Pasangan yang dikenal dengan sebutan Amin tersebut menghadirkan ahli Otonomi Daerah, Djohermansyah Djohan, dalam sidang lanjutan sidang perkara Perselisihan Hasil Pemilihan Umum (PHPU) Presiden dan Wakil Presiden Nomor 1/PHPU.PRES/XXII/2024, di Ruang Sidang Utama Gedung MK, Jalan Medan Merdeka Barat, Jakarta Pusat, Senin (1/4).
"Dukungan dan keberpihakan Presiden Joko Widodo kepada Paslon 02 nyata tampak dalam kebijakannya (perbuatan, tindakan, dan ucapan) sebelum dan pada saat masa kampanye Pilpres 2024, terkait dengan pengangkatan Pj Kepala Daerah secara masif, keterlibatan pejabat negara, dan penggalangan kepala desa untuk memenangkan Paslon 02," ujar Djohermansyah.
Menurutnya, kemenangan Prabowo-Gibran dengan hanya satu putaran pemilihan presiden (pilpres), dan memperoleh suara hingga 96.214.691 suara atau 58 persen dari total pemilih yang mencoblos, tidak didapat dari proses pemilihan yang jujur, adil, langsung, umum, bebas, dan rahasia (jurdil luber).
"Karena paslon 2 membiarkan Pilpres 2024 tak berjalan dengan bebas, jujur, dan adil, bahkan menikmati keberpihakan Presiden Joko Widodo yang telah mencederai konstitusi dan merusak demokrasi, maka kemenangan Paslon 02 dengan cara fraud ini layak dianulir oleh MK," tuturnya.
Dia meyakini, cara pengerahan Pj kepala daerah untuk mempengaruhi pemilih di Pilpres 2024 sangat efektif, karena corak memilih masyarakat Indonesia dia anggap berorientasi paternalistik dan feodalistik.
"Karena tingkat pendidikannya rata-rata masih rendah, kira-kira kelas 2 SMP. Sementara birokrasinya masih bermentalitas yes man, ABS (Asal Bapak Senang), dan safety player," ucap Djohermansyah.
"Masyarakat pemilih di Indonesia yang kebanyakan cenderung dalam kondisi seperti ini, posisi kepala daerah, pejabat negara, para menteri misalnya dan kepala desa, sangat strategis dalam mempengaruhi sikap pilih mereka," sambungnya.

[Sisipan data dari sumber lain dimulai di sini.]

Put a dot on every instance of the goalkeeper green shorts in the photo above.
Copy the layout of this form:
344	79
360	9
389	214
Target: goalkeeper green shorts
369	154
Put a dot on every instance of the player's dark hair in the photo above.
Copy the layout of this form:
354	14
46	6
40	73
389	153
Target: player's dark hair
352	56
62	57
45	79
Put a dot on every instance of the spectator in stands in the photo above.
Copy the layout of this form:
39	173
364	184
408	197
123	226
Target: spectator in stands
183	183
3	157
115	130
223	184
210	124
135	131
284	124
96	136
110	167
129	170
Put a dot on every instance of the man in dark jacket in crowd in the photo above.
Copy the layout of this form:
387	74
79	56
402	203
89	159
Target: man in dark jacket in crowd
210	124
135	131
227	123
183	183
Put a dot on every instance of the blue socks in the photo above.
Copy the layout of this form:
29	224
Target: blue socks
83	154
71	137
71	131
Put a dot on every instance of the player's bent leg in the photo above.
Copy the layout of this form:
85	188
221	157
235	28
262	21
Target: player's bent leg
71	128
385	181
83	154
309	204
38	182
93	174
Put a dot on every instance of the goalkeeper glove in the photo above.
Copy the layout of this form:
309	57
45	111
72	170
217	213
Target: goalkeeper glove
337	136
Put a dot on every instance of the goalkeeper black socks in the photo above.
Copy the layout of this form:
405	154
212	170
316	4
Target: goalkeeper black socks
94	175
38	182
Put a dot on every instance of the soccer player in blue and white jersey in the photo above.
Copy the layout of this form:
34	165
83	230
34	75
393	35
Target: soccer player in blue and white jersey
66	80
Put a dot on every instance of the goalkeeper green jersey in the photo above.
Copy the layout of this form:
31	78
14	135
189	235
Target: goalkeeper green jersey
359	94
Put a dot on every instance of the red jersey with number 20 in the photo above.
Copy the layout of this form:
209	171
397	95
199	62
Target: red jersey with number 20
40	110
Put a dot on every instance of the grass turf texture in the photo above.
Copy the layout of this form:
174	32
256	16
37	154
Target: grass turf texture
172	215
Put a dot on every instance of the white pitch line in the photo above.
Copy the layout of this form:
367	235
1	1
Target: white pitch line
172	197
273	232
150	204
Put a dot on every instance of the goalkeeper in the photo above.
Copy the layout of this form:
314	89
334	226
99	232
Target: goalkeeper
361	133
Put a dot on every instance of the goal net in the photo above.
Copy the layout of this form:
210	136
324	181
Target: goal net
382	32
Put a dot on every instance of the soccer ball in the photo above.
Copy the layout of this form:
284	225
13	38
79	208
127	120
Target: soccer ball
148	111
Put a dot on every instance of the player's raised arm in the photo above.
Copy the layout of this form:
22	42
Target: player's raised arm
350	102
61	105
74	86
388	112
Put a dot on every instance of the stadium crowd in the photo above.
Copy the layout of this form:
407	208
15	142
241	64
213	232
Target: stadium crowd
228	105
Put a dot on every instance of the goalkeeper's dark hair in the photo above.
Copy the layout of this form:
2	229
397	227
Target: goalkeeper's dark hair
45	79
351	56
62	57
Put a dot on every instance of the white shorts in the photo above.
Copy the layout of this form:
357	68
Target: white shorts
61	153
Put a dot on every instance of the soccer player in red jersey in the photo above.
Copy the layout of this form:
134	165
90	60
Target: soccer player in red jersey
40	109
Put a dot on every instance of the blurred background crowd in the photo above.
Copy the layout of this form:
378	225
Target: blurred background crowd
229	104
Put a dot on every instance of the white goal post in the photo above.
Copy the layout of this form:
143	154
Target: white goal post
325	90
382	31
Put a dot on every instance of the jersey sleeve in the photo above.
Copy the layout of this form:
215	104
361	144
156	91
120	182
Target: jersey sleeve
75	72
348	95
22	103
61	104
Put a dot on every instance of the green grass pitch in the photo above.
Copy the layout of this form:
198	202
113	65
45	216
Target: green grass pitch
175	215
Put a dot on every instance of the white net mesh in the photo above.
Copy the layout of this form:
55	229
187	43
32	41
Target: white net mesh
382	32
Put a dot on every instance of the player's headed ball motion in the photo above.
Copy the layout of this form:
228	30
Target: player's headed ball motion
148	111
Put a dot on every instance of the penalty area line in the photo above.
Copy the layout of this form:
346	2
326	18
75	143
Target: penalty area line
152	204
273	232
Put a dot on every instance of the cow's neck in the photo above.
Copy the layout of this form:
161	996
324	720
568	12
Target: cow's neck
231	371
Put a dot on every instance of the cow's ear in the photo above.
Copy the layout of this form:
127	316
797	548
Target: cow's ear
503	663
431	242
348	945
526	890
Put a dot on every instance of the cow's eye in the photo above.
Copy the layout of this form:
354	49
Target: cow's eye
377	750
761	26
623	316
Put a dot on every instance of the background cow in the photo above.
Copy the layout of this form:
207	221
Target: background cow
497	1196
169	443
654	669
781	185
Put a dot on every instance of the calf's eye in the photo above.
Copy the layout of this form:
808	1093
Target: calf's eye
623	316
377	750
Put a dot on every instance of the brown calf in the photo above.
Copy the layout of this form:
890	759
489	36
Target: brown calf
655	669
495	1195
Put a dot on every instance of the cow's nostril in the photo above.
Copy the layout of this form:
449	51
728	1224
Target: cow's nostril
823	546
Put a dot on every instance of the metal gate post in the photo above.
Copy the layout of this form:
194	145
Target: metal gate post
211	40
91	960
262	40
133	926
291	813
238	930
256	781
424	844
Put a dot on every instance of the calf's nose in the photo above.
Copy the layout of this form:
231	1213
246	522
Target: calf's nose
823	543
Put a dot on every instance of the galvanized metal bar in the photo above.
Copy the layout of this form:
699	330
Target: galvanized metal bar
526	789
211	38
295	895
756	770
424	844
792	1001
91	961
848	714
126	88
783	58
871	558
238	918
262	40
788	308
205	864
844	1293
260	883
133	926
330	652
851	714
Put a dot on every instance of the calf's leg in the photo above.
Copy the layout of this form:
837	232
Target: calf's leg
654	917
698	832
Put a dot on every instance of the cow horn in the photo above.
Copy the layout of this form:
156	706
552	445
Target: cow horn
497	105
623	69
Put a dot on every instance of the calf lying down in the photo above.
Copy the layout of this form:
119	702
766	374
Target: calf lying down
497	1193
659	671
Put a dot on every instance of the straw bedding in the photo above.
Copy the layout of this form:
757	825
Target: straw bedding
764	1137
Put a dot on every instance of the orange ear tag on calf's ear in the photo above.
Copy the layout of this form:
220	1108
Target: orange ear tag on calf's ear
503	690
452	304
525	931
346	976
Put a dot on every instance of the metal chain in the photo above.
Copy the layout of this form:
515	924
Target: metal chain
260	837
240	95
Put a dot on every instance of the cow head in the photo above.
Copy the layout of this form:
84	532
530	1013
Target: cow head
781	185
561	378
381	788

Ketika pengisian Pj kepala daerah dari ASN ini mulai dilakukan pusat pada 2022, Djohermansyah mendapati kegaduhan publik gara-gara seleksinya tidak transparan, tidak akuntabel, dan tidak demokratis. Bahkan, muncul gugatan di MK terkait aturan pengangkatan Pj kepala daerah.

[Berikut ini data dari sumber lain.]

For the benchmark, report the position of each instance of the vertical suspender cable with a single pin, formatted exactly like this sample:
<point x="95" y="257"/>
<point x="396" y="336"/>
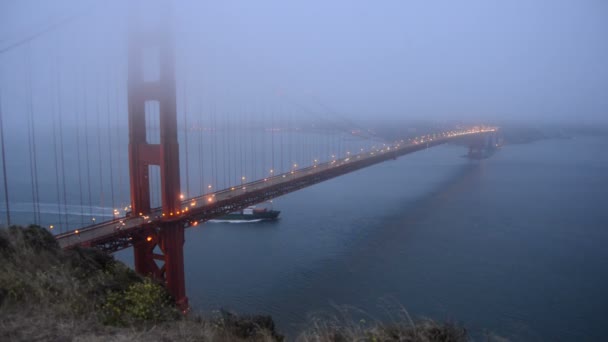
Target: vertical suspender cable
<point x="78" y="149"/>
<point x="110" y="143"/>
<point x="200" y="149"/>
<point x="61" y="154"/>
<point x="186" y="141"/>
<point x="4" y="175"/>
<point x="56" y="159"/>
<point x="87" y="132"/>
<point x="119" y="142"/>
<point x="98" y="133"/>
<point x="32" y="142"/>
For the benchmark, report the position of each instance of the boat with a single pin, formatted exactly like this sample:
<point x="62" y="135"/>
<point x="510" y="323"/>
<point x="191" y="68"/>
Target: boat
<point x="250" y="214"/>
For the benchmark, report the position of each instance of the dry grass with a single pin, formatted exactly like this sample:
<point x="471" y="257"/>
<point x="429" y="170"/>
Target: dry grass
<point x="48" y="294"/>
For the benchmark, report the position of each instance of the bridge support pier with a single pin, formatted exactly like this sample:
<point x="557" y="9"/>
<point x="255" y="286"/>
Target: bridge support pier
<point x="161" y="256"/>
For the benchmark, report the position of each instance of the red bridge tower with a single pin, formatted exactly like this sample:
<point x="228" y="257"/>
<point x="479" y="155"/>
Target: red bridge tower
<point x="151" y="85"/>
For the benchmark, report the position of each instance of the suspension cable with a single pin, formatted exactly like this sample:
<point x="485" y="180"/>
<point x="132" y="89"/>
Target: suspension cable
<point x="186" y="141"/>
<point x="4" y="175"/>
<point x="32" y="141"/>
<point x="61" y="154"/>
<point x="108" y="119"/>
<point x="98" y="133"/>
<point x="55" y="155"/>
<point x="78" y="154"/>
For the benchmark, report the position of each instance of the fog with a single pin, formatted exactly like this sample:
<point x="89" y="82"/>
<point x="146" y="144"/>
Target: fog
<point x="543" y="60"/>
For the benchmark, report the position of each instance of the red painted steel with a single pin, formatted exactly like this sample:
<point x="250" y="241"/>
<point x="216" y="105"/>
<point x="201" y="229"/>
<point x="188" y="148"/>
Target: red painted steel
<point x="167" y="236"/>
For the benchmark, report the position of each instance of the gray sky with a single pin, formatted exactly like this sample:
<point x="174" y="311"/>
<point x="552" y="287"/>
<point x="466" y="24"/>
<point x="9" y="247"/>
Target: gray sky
<point x="478" y="59"/>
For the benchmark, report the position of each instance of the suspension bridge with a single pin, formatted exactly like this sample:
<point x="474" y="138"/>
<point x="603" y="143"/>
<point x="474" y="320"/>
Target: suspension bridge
<point x="74" y="145"/>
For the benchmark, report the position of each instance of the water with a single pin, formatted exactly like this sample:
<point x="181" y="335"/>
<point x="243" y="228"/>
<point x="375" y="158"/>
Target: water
<point x="513" y="244"/>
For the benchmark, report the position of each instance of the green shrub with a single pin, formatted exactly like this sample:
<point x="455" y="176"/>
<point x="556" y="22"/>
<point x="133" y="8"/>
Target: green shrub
<point x="141" y="302"/>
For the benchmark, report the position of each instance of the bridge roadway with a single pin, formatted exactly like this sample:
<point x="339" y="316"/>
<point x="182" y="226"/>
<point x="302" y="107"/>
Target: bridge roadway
<point x="121" y="233"/>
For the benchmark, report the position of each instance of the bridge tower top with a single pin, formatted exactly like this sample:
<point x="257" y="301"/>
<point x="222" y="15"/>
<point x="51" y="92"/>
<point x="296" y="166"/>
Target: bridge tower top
<point x="152" y="89"/>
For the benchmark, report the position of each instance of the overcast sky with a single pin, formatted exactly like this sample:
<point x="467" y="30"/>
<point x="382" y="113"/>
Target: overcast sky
<point x="476" y="59"/>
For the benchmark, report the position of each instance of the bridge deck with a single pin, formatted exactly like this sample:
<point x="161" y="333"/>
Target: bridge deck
<point x="121" y="233"/>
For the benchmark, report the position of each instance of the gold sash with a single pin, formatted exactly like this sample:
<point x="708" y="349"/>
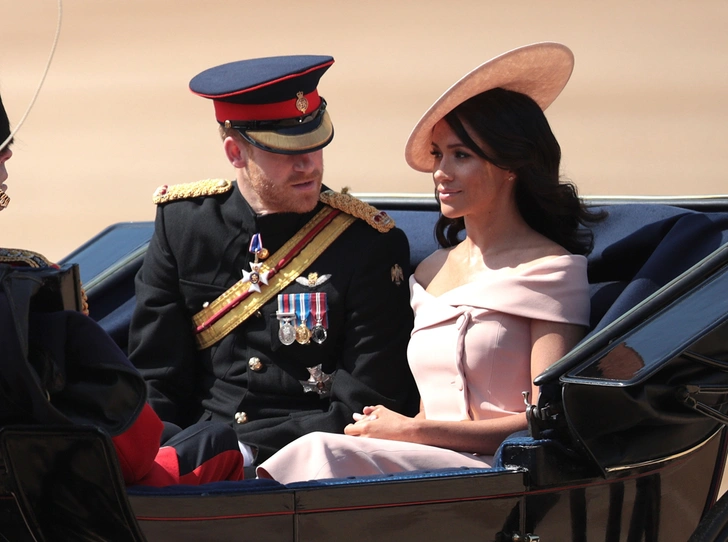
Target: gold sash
<point x="224" y="314"/>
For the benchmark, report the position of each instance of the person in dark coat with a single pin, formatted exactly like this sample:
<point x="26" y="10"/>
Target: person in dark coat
<point x="245" y="313"/>
<point x="59" y="367"/>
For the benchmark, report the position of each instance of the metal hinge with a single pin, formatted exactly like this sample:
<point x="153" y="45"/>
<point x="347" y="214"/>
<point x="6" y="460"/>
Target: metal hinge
<point x="525" y="538"/>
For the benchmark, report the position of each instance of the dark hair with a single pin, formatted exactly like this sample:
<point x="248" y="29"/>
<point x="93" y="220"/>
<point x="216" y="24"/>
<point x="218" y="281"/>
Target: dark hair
<point x="4" y="123"/>
<point x="513" y="126"/>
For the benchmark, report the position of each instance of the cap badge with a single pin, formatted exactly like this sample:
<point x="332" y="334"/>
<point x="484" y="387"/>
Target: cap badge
<point x="397" y="274"/>
<point x="301" y="102"/>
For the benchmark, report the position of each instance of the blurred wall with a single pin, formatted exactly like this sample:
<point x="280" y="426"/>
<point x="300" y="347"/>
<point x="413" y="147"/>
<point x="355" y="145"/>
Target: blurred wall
<point x="645" y="111"/>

"Dalam pertimbangan putusannya, (perkara) nomor 15/PUU-XX/2022 telah meminta pemerintah membuat peraturan pelaksanaan UU Pilkada yang transparan, yang akuntabel, dan demokratis. Tapi pemerintah Presiden Joko Widodo tidak
menggubrisnya, dan hanya menerbitkan Permendagri (Peraturan Menteri Dalam Negeri) Nomor 4 Tahun 2023," urainya.
Dia memandang, payung hukum tersebut lemah sehingga pengangkatan Pj kepala daerah relatif tidak berubah. Bahkan pekat dengan kepentingan politik presiden.

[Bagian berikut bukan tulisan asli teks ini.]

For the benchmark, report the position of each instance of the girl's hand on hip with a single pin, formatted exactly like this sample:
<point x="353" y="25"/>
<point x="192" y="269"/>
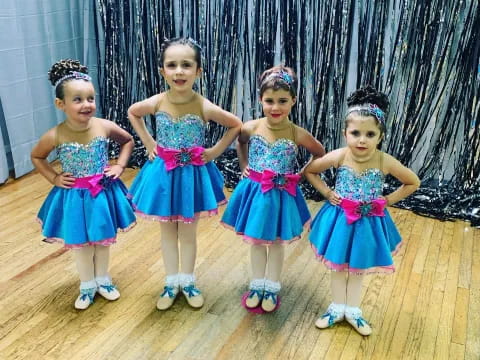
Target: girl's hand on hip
<point x="64" y="180"/>
<point x="334" y="198"/>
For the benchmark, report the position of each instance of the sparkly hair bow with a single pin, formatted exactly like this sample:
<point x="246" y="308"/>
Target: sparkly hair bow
<point x="74" y="75"/>
<point x="282" y="75"/>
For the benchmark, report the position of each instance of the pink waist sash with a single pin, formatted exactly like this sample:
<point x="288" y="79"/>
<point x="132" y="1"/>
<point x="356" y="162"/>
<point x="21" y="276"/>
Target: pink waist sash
<point x="271" y="180"/>
<point x="354" y="210"/>
<point x="94" y="183"/>
<point x="187" y="156"/>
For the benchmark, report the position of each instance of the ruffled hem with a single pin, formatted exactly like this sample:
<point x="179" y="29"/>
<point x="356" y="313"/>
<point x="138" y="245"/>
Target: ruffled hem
<point x="104" y="242"/>
<point x="180" y="218"/>
<point x="356" y="271"/>
<point x="256" y="241"/>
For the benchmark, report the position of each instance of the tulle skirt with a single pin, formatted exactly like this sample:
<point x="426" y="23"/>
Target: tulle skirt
<point x="76" y="218"/>
<point x="182" y="194"/>
<point x="364" y="246"/>
<point x="266" y="218"/>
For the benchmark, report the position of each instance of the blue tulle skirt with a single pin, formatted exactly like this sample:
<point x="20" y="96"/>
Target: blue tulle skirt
<point x="364" y="246"/>
<point x="76" y="218"/>
<point x="265" y="218"/>
<point x="182" y="194"/>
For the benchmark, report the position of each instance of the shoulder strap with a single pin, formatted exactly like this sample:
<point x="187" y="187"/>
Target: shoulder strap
<point x="381" y="161"/>
<point x="342" y="157"/>
<point x="294" y="132"/>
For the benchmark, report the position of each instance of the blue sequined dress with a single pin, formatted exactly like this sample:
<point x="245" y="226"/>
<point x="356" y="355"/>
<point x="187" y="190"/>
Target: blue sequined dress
<point x="185" y="192"/>
<point x="364" y="246"/>
<point x="73" y="215"/>
<point x="272" y="216"/>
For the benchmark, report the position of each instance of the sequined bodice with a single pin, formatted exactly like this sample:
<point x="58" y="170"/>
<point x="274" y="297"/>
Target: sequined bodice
<point x="278" y="156"/>
<point x="84" y="159"/>
<point x="364" y="186"/>
<point x="184" y="132"/>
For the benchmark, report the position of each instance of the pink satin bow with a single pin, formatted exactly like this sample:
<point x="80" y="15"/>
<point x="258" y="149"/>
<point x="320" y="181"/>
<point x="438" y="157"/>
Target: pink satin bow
<point x="174" y="158"/>
<point x="354" y="210"/>
<point x="92" y="183"/>
<point x="270" y="179"/>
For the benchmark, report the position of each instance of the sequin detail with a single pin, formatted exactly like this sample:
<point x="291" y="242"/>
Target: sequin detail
<point x="365" y="186"/>
<point x="183" y="132"/>
<point x="279" y="156"/>
<point x="83" y="160"/>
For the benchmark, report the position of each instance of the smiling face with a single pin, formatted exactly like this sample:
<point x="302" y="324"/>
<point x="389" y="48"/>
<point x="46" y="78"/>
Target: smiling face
<point x="362" y="135"/>
<point x="277" y="105"/>
<point x="179" y="68"/>
<point x="78" y="102"/>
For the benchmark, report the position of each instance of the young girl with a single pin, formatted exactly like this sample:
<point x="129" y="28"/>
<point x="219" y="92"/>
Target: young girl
<point x="267" y="207"/>
<point x="180" y="182"/>
<point x="88" y="203"/>
<point x="353" y="233"/>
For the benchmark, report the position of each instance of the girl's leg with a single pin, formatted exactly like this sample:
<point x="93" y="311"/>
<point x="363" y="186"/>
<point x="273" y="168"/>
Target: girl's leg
<point x="338" y="286"/>
<point x="169" y="236"/>
<point x="276" y="254"/>
<point x="336" y="310"/>
<point x="187" y="236"/>
<point x="169" y="239"/>
<point x="85" y="266"/>
<point x="104" y="282"/>
<point x="353" y="314"/>
<point x="354" y="290"/>
<point x="258" y="261"/>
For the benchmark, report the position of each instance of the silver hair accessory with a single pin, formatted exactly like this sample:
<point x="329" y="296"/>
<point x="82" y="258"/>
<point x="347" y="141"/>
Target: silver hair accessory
<point x="283" y="75"/>
<point x="74" y="75"/>
<point x="372" y="109"/>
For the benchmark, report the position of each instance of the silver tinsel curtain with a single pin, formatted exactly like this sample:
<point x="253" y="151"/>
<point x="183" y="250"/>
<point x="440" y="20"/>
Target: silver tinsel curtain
<point x="423" y="54"/>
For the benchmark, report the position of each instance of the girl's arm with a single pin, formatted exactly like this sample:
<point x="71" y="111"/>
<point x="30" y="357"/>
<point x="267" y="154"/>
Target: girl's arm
<point x="39" y="155"/>
<point x="226" y="119"/>
<point x="136" y="112"/>
<point x="410" y="180"/>
<point x="314" y="147"/>
<point x="125" y="140"/>
<point x="242" y="145"/>
<point x="319" y="165"/>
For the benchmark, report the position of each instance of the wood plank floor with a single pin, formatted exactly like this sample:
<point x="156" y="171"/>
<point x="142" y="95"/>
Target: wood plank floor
<point x="428" y="309"/>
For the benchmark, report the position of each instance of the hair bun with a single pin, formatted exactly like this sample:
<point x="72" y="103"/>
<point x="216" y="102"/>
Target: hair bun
<point x="65" y="67"/>
<point x="368" y="95"/>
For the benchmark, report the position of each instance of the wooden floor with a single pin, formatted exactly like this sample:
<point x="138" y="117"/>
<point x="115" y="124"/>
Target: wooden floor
<point x="429" y="309"/>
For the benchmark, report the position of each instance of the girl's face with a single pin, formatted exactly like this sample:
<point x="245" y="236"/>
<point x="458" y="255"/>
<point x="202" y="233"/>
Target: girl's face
<point x="79" y="101"/>
<point x="179" y="69"/>
<point x="277" y="104"/>
<point x="362" y="135"/>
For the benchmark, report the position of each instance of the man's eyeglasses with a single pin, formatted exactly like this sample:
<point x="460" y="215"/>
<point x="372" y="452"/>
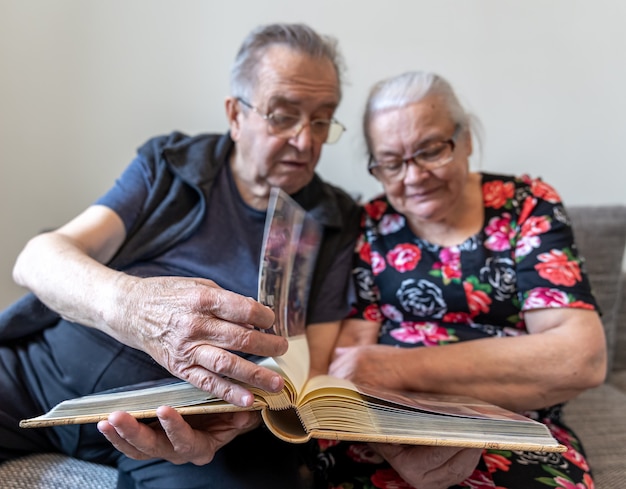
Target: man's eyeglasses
<point x="433" y="156"/>
<point x="287" y="124"/>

"Terbukti dari semua pengangkatan Pj kepala daerah diputuskan oleh Presiden Joko Widodo. Dulu pada zaman Presiden SBY, pengangkatan Pj Gubernur saja yang dibawa ke istana, sedangkan pengangkatan Pj Bupati, Walikota berada di Merdeka Utara dalam hal ini di Kemendagri," jelasnya.
"Evaluasi Pj kepala daerah normatifnya sekali dalam tiga bulan, lalu Presiden Jokowi mengubah pakem itu dengan mengatakan evaluasi Pj kepala daerah bisa dilakukan setiap hari, plus diwanti-wanti agar Pj tidak miring-miring yang bisa diartikan menaati
arahan beliau tanpa reserve," demikian Djohermansyah.